For the motorist, driving is still a pleasure in France with its extensive road network and relatively uncrowded autoroutes making short work of the distances involved. When route-planning, choose between the western A62/61 via Toulouse, the central and nearly-completed A7 (offering the shortest route from north to south via Paris and currently toll-free for much of the way), or the more easterly A9 by way of Lyons, although perhaps best avoided during the worst of the winter months due to its proximity to the Alps. Car hire rates in the Languedoc are generally lower if the reservation is made outside France. Better still, pick up a car just over the border in Spain which is still one of the least expensive locations for vehicle hire in Western Europe.
History & Culture
The Languedoc has a distinct character all of its own, quite unlike anywhere else in France. For instance, it has its own language, the langue d'oc, and for centuries enjoyed considerable independance from Paris under the courtly influence of the local Counts of Toulouse and Foix.
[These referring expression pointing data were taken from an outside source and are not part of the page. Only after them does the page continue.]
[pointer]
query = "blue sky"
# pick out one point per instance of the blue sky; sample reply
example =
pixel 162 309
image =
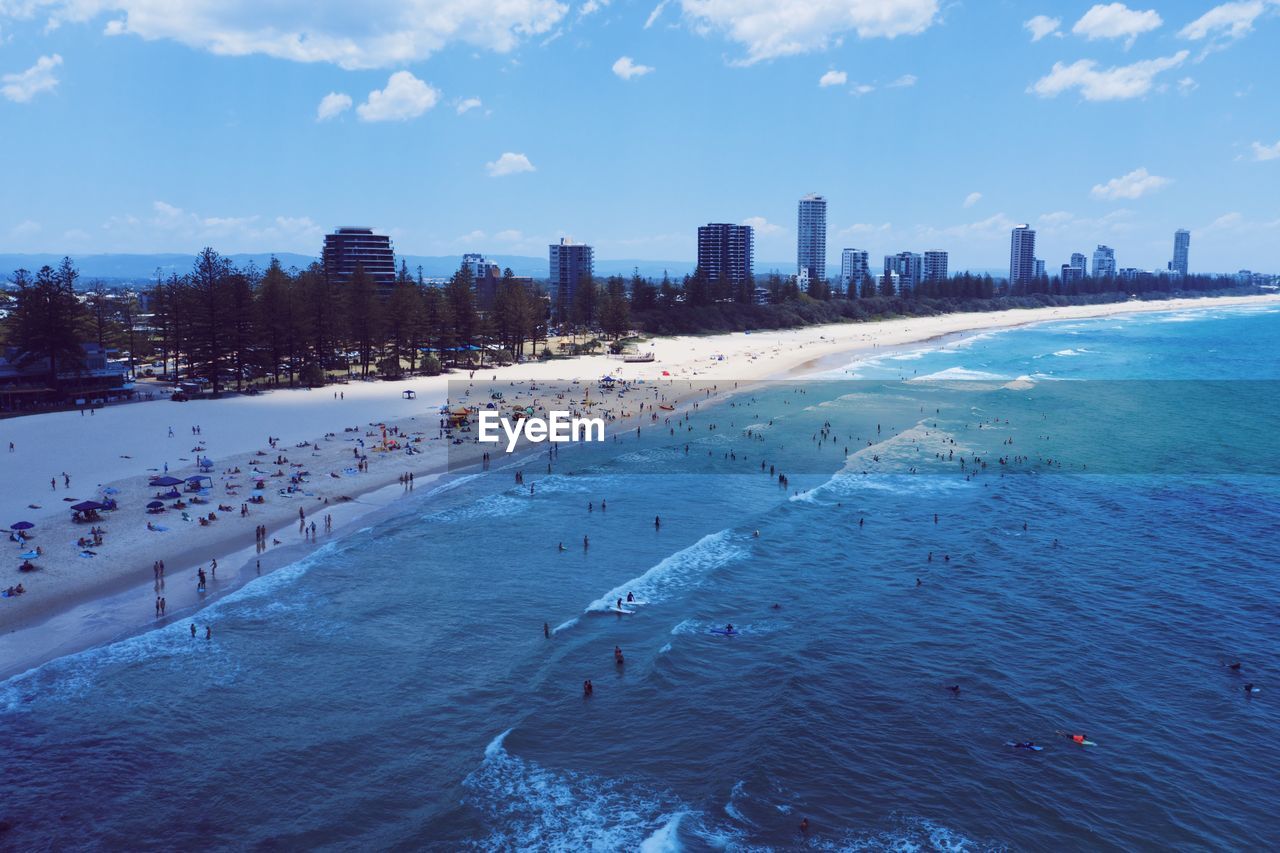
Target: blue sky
pixel 498 126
Indeed, had not the heretical Cather movement of the 10th & 11th centuries not so panicked the Church of Rome into signing a bloody accord with the King of the Ile de France to 'eliminate' this perceived threat to Catholic influence in the region, then we might all have been speaking Oc rather than French to this day!
As it is, the patois of the Midi with its origins rooted in Catalan Spanish is often as incomprehensible to a northern Frenchman as it is to a true 'foreigner', and Oc music & poetry has experienced a renaissance in the last twenty years as regionalism and self-identity has re-established itself with Toulouse at its centre.
Economy & Development
For decades the Languedoc has slumbered under the hot Mediterranean sun, a backwater where un-employment and under-employment were the norm. Now, whilst it would be misleading to talk of an economic boom, the Midi is nevertheless awakening and stretching itself as relatively new and diverse industries, including telecommunications, computers, air & space transport, eco-tourism and an ever-widening leisure market, establish themselves alongside more traditional pursuits such as wine-production, wine-production, wine-production, .........and more wine production.
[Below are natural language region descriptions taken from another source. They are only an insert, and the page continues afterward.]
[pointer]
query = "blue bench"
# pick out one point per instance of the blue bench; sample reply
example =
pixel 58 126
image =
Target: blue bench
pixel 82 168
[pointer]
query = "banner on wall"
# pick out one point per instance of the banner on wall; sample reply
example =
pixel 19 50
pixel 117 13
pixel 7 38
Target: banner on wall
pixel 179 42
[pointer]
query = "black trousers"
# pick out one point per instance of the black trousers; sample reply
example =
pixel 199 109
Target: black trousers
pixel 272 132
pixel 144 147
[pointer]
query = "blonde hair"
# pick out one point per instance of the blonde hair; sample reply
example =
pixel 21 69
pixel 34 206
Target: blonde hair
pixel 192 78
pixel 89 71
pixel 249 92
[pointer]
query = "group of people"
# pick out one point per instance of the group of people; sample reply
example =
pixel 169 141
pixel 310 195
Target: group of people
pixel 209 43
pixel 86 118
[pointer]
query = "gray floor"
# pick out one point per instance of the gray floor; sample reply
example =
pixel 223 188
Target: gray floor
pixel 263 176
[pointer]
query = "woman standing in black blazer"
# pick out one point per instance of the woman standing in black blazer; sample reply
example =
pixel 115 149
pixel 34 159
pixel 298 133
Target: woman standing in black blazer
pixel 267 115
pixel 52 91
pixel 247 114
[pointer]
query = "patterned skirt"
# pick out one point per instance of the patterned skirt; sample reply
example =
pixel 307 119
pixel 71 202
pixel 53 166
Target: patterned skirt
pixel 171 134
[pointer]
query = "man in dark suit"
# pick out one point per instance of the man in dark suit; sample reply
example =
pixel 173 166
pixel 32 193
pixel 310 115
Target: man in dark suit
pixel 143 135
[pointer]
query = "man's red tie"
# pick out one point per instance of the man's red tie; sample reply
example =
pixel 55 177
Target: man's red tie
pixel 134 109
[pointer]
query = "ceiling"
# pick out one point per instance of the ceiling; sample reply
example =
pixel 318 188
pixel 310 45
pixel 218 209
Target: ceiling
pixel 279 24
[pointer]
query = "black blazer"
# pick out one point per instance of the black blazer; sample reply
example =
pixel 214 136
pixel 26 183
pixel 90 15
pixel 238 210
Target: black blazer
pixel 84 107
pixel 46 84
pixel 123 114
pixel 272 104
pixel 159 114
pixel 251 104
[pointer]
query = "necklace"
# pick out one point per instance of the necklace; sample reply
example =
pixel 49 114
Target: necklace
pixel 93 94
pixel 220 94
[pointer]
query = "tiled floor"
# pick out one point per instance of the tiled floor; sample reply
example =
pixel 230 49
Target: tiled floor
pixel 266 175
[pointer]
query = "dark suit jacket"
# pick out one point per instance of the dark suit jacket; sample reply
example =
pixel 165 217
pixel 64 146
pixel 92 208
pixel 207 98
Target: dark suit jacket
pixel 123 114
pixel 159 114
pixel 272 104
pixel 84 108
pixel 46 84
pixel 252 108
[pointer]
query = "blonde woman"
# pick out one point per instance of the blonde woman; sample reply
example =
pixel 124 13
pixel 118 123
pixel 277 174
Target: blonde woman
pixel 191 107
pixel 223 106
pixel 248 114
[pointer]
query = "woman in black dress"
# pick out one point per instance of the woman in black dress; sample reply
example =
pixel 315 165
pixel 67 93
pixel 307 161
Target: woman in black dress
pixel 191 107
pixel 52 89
Greater freedom of movement, early-retirement, EC-expansion have all meant that more and more people are looking to the South of France, and the Languedoc in particular, as a place to live as well as holiday in. Montpellier is the fastest-growing town of its size in France, and just two year's ago the French Government published the results of an independent survey showing that the Languedoc could expect a population increase over the next twenty years of 30% - easily the largest rise of all the regions of France - thereby reversing the decline in numbers and the desertification that has characterised the Languedoc during much of this century.

Education & Health
Post-War French governments of both left and right have seen it as in the country's interest to keep small, and particularly rural, communities alive by subsidising production and maintaining social services, even where cost-effectiveness might have decreed their abolition.
The result is that France has more communes per head of population than any country in Europe, and whilst this may be of dubious merit from a monetarist's viewpoint, it has meant that most villages of any size have their own 'town' hall, post office and primary school, plus a local transport system of sorts.
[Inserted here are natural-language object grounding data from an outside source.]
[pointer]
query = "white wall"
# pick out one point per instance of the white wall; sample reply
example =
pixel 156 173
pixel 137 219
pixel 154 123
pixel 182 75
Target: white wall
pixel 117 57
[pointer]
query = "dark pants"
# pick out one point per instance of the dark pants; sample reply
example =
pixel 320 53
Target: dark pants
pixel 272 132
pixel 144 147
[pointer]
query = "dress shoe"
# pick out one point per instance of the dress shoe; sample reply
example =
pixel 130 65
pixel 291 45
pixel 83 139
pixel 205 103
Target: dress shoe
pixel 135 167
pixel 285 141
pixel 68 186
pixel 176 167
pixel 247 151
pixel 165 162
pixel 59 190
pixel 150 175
Also, and somewhat paradoxically, this 'poorest' and presently under-populated region of France has some of the best hospitals in the country (Toulouse enjoys world-renown for its advancement of heart surgery and treatment of coronary conditions whilst Montpellier University boasts the oldest and one of the largest medical faculties in Europe). And doubtless to the consternation of Paris, because of its mild climate and indisputable quality of life, general practitioners have flocked to the south with the result that the doctor-patient ratios in most areas of the Languedoc are amongst the highest in the country.